/explore-wrongthink

Tools for visualizing and analyzing forbidden LLM prompts

Primary LanguagePythonMIT LicenseMIT

Explore-wrongthink

What is Explore-wrongthink?

Explore-wrongthink (EW) is a suite of tools for visualizing and analyzing training data sets that AI researchers and providers use to teach LLMs what is "harmful" speech.

Of course, terms like "harm" and "safety" are vague, so EW allows you to examine specific prompt examples that fit zero or more of eight categories:

Category Label Definition
sexual S Content meant to arouse sexual excitement, such as the description of sexual activity, or that promotes sexual services (excluding sex education and wellness).
hate H Content that expresses, incites, or promotes hate based on race, gender, ethnicity, religion, nationality, sexual orientation, disability status, or caste.
violence V Content that promotes or glorifies violence or celebrates the suffering or humiliation of others.
harassment HR Content that may be used to torment or annoy individuals in real life, or make harassment more likely to occur.
self-harm SH Content that promotes, encourages, or depicts acts of self-harm, such as suicide, cutting, and eating disorders.
sexual/minors S3 Sexual content that includes an individual who is under 18 years old.
hate/threatening H2 Hateful content that also includes violence or serious harm towards the targeted group.
violence/graphic V2 Violent content that depicts death, violence, or serious physical injury in extreme graphic detail.

Content warning: shocking text.

Where does the data come from?

In its first version, EW uses data from the 2022 paper "A Holistic Approach to Undesired Content Detection in the Real World". Specifically, I use the prompts and classifications from OpenAI's moderation-api-release.

Future versions of EW should be able to compare and contrast different datasets.

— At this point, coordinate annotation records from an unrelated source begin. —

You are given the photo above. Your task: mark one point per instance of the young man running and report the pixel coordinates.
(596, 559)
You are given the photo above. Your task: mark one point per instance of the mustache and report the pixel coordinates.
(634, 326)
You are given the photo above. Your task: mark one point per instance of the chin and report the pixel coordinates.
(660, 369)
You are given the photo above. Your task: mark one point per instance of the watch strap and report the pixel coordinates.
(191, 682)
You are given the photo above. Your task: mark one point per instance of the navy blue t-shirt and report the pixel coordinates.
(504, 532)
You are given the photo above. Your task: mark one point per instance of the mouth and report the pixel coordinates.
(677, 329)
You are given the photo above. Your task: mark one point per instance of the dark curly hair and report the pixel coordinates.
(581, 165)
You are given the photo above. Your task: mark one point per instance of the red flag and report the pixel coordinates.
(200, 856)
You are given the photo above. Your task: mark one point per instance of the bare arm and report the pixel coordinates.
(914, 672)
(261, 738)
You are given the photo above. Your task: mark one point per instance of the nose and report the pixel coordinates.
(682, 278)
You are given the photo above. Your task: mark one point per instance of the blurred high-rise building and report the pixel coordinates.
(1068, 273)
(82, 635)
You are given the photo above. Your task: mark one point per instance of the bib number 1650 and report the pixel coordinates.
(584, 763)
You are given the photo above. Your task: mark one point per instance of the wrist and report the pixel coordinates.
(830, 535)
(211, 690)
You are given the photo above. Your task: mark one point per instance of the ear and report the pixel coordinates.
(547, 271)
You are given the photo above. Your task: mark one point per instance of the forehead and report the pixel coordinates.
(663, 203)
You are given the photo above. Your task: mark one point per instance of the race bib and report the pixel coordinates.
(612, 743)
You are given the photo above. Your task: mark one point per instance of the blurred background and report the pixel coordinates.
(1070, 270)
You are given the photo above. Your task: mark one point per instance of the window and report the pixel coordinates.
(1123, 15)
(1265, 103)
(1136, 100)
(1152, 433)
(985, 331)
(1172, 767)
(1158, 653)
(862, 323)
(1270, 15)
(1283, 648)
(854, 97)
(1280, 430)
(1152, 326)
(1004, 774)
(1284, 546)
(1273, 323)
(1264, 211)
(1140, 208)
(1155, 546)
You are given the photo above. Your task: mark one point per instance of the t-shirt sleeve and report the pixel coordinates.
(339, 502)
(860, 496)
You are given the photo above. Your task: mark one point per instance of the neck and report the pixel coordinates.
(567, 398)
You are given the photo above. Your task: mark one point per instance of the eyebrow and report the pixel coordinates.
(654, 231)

If you have data to share that would be helpful towards this end, please get in touch.

How do I use explore-wrongthink?

Visualizer

After cloning, type the following into the console:

python combinations.py

An image will appear like this: Histogram of key combinations.

Subset generator

To start the prompt filter program in the console,

python generate-subsets.py

And then it will show an output like Running on http://127.0.0.1:5000.

Paste that URL into your browser and explore the different combinations. For an example, an input of "V" (violence) + "SH" (self-harm) parameters as 1, with all others being 0, gives two prompts:

Screenshot of violence+self-harm combination subset of prompts.

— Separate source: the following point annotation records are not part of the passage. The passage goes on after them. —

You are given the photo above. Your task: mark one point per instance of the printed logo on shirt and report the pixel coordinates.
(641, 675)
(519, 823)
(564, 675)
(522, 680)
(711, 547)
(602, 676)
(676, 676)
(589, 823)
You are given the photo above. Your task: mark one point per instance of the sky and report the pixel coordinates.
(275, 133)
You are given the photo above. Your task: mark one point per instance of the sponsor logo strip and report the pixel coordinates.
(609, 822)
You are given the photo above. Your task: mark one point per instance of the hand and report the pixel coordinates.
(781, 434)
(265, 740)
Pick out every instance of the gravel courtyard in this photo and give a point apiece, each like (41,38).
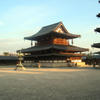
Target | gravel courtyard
(50,84)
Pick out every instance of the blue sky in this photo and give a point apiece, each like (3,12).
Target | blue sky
(21,18)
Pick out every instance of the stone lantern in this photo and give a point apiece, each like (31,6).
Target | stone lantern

What is EW's technology stack?

These are two self-contained python scripts that mostly use standard libraries like json. The visualizer uses matplotlib.pyplot and seaborn, and the subset generator uses Flask to generate results and a little bit of Javascript for bulk setting of radio buttons.

Roadmap/wishlist

Visualizer

  • Word cloud for prompt text for a given combination
  • Choose one key and see which other keys combine or don't
  • Show which keys appear most in triple-combos, quadruple-combos, etc.

Subset generator

  • Client-side Javascript version that does not require Python
  • Add more options: "N/A" ? "1 or N/A" ? Better way to organize them?
  • Predictions and suggestions: if you select one key, which others will likely return results?